The pilot then asked for air traffic controllers to provide “flight following” radar assistance but was told the craft was too low for that assistance, Homendy said.

About four minutes later, “the pilot advised they were climbing to avoid a cloud layer,” she said. “When ATC asked what the pilot planned to do, there was no reply. Radar data indicates the helicopter climbed to 2,300 feet (701 meters) and then began a left descending turn. Last radar contact was around 9:45 a.m.”

Two minutes later, someone on the ground called 911 to report the crash.

Randy Waldman, a helicopter flight instructor who teaches at the nearby Van Nuys airport, said a disoriented pilot might have only moments to avoid a fatal dive.

“If you’re flying visually, if you get caught in a situation where you can’t see out the windshield, the life expectancy of the pilot and the aircraft is maybe 10, 15 seconds, and it happens all the time, and it’s really a shame,” Waldman said.

Some experts raised questions of whether the helicopter should have even been flying. The weather was so foggy that the Los Angeles Police Department and the county sheriff’s department had grounded their own choppers.

Crews recovered three bodies on Sunday and resumed the effort on Monday amid an outpouring of grief and shock around the world over the loss of the basketball great who helped lead the Los Angeles Lakers to five NBA titles during his dazzling 20-year career.

The pilot was identified as Ara Zobayan. Several aviation experts said it is not uncommon for helicopter pilots to be given such permission, though some thought it unusual that it would be granted in airspace as busy as that over Los Angeles.

But Kurt Deetz, who flew for Bryant dozens of times in the same chopper that went down, said permission is often granted in the area.

“It happened all the time in the winter months in LA,” Deetz said. “You get fog.”

The helicopter left Santa Ana in Orange County, south of Los Angeles, shortly after 9 a.m., heading north and then west. Bryant was believed to be headed for his youth sports academy in nearby Thousand Oaks, which was holding a basketball tournament Sunday in which Bryant’s daughter, known as Gigi, was competing.

Air traffic controllers noted poor visibility around Burbank to the north and Van Nuys to the northwest. At one point, the controllers instructed the chopper to circle because of other planes in the area before proceeding.

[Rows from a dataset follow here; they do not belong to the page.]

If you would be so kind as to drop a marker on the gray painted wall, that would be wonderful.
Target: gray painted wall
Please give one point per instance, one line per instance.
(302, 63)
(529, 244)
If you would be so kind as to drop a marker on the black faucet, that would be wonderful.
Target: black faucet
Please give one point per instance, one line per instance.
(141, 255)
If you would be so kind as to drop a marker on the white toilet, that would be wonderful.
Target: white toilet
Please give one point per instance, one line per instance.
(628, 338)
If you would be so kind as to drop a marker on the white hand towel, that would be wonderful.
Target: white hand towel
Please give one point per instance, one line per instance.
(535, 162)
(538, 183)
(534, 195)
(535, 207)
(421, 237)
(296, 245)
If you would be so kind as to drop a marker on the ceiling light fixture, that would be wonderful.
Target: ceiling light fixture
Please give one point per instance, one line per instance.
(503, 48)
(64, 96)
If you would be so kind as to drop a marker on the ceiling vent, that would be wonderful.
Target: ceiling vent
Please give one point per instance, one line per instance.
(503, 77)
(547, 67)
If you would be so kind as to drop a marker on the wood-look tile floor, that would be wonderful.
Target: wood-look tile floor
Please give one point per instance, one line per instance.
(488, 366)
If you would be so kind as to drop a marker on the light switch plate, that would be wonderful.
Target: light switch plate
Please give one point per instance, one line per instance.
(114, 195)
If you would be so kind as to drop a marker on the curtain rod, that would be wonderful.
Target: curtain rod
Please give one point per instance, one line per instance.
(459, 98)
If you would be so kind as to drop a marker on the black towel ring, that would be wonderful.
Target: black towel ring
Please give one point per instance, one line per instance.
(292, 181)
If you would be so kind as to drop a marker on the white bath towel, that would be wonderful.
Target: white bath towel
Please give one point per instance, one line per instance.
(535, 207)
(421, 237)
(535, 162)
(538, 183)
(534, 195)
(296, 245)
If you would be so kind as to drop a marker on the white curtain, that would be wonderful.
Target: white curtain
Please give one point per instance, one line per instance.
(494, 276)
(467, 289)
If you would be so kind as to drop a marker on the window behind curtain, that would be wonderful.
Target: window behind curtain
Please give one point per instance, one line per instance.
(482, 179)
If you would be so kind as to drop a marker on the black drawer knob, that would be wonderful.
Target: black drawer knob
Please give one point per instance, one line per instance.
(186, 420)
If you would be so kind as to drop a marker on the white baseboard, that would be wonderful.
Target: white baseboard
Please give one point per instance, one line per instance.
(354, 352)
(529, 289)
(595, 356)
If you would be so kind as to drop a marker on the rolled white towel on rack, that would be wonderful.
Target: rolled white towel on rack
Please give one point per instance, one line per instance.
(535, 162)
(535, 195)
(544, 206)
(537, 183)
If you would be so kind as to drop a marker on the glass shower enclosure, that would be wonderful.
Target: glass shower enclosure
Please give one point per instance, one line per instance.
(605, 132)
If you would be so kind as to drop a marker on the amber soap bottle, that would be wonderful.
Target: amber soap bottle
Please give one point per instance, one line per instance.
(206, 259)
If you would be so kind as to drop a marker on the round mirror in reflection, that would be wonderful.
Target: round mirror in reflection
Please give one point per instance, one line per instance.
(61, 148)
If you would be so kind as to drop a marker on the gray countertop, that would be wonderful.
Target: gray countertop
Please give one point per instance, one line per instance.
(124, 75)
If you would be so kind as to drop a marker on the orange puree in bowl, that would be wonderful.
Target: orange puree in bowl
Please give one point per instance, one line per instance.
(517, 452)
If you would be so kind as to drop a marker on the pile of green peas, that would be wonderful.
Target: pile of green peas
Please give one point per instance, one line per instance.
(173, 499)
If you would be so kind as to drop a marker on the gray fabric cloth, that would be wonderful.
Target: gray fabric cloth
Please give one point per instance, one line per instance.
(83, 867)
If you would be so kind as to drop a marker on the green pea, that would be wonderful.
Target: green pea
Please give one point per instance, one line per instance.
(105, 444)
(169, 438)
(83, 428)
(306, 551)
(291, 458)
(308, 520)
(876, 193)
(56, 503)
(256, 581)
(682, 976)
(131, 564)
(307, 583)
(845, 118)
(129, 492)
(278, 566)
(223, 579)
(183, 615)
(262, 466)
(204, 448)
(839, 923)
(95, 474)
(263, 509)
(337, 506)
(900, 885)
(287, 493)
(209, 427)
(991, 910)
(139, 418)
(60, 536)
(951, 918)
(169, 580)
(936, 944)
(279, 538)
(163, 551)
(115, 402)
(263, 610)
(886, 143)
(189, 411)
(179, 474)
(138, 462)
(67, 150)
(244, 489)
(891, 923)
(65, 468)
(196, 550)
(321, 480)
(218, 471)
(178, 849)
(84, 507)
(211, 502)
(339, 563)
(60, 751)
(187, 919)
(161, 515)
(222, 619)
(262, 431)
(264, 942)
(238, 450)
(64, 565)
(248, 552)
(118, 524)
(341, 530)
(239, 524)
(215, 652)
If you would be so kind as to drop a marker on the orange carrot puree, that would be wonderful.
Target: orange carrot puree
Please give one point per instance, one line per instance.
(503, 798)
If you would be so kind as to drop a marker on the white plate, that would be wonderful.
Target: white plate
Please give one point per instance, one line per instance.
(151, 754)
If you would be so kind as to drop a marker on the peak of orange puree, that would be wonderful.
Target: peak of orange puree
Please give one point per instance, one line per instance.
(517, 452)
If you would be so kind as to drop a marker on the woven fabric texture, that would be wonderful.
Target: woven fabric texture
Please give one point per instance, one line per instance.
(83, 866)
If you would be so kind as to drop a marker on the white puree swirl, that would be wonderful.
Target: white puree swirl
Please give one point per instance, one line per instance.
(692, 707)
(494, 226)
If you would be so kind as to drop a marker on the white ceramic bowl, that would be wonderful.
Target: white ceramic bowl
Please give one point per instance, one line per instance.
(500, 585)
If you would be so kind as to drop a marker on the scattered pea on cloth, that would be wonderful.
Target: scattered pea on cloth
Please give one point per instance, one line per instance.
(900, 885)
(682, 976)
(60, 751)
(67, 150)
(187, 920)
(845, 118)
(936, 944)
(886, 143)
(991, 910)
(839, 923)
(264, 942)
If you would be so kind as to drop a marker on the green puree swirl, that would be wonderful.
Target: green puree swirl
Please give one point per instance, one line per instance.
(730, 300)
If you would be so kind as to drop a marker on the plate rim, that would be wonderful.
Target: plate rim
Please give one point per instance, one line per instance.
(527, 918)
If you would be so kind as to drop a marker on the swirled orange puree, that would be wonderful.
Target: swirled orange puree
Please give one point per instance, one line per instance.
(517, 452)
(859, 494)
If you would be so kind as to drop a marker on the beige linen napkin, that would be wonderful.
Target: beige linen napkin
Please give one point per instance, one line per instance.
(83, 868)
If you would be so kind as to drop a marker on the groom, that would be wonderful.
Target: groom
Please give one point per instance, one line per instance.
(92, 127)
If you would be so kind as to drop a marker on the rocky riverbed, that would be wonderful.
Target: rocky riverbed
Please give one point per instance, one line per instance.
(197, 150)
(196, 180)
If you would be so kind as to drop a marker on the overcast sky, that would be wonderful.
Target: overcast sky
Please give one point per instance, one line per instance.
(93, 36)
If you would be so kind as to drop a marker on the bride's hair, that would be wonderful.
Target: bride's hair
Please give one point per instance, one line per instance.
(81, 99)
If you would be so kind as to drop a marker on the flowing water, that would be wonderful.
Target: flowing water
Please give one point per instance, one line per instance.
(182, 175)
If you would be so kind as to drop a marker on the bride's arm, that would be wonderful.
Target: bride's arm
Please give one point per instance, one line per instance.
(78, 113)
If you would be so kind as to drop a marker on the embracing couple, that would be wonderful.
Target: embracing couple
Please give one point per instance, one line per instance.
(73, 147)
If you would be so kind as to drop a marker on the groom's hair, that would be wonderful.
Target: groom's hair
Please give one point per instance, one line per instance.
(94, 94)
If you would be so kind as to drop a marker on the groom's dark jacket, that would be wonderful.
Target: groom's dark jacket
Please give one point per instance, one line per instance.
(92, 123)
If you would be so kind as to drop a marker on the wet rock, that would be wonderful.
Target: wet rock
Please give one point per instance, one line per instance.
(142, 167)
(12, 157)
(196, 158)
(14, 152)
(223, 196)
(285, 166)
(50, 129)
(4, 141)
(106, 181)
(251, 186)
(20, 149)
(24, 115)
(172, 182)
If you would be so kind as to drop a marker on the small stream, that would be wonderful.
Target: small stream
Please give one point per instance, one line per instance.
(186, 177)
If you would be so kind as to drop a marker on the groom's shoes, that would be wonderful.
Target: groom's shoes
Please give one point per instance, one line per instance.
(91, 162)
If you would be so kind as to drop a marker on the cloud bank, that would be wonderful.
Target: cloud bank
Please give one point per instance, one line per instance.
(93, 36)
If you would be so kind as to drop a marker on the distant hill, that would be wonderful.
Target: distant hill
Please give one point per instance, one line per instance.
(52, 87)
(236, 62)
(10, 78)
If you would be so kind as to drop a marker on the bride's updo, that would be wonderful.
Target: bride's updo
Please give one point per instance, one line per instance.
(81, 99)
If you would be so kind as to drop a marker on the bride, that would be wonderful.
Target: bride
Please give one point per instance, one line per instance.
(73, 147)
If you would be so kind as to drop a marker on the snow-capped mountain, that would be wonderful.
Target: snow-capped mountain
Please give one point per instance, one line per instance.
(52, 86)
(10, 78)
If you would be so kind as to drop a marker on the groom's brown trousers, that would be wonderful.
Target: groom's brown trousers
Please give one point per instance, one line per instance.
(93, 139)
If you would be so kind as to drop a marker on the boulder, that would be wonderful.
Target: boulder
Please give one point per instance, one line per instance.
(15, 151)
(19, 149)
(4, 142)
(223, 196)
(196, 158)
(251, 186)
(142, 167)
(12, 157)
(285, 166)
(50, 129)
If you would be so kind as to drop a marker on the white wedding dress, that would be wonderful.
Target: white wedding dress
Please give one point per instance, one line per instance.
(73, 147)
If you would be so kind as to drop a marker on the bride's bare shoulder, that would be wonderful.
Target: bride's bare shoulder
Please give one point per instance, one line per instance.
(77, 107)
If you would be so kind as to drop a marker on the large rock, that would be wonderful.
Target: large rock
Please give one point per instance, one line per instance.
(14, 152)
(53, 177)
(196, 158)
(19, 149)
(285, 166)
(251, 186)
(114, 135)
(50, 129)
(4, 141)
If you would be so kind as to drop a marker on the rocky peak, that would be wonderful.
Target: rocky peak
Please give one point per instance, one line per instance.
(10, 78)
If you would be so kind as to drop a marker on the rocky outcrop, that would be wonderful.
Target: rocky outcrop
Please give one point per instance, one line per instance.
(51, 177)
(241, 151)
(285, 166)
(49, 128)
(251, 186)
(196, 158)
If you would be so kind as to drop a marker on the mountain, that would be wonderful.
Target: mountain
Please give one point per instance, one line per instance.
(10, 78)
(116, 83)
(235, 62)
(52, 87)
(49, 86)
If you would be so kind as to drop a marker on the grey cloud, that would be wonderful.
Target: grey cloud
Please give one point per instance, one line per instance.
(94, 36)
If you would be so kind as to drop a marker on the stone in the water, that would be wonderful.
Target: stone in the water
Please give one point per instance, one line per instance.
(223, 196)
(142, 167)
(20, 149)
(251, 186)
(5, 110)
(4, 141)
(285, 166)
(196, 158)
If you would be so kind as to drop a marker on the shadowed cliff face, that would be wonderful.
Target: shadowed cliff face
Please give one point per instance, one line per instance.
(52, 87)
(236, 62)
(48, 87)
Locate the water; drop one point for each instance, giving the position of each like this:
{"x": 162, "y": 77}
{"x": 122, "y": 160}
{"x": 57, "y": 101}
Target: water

The aircraft crashed in Calabasas, about 30 miles (48 kilometers) northwest of downtown Los Angeles. When it struck the ground, it was flying at about 184 mph (296 mph) and descending at a rate of more than 4,000 feet per minute, according to data from Flightradar24.

Waldman said the same thing happened to John F. Kennedy Jr. when his plane dropped out of the sky near Martha’s Vineyard, Massachusetts, in 1999.

“A lot of times somebody who’s doing it for a living is pressured to get their client to where they have to go,” Waldman said. “They take chances that maybe they shouldn’t take.”

Bryant had been known since his playing days for taking helicopters instead of braving the notoriously snarled Los Angeles traffic. “I’m not going into LA without the Mamba chopper,” he joked on “Jimmy Kimmel Live” in 2018, referring to his own nickname, Black Mamba.

David Hoeppner, an expert on helicopter design, said he won’t fly on helicopters.

“Part of it is the way they certify and design these things,” said Hoeppner, a retired engineering professor at the University of Utah. “But the other part is helicopter pilots often fly in conditions where they shouldn’t be flying.”

Jerry Kidrick, a retired Army colonel who flew helicopters in Iraq and now teaches at Embry-Riddle Aeronautical University in Prescott, Arizona, said the helicopter’s rapid climb and fast descent suggest the pilot was disoriented.

When that happens, he said, pilots must instantly switch from visual cues to flying the aircraft using only the machine’s instruments.

“It’s one of the most dangerous conditions you can be in,” Kidrick said. “Oftentimes, your body is telling you something different than what the instruments are telling you. You can feel like you’re leaning to the left or the right when you’re not. If the pilot isn’t trained well enough to believe the instruments, you get in a panic situation.”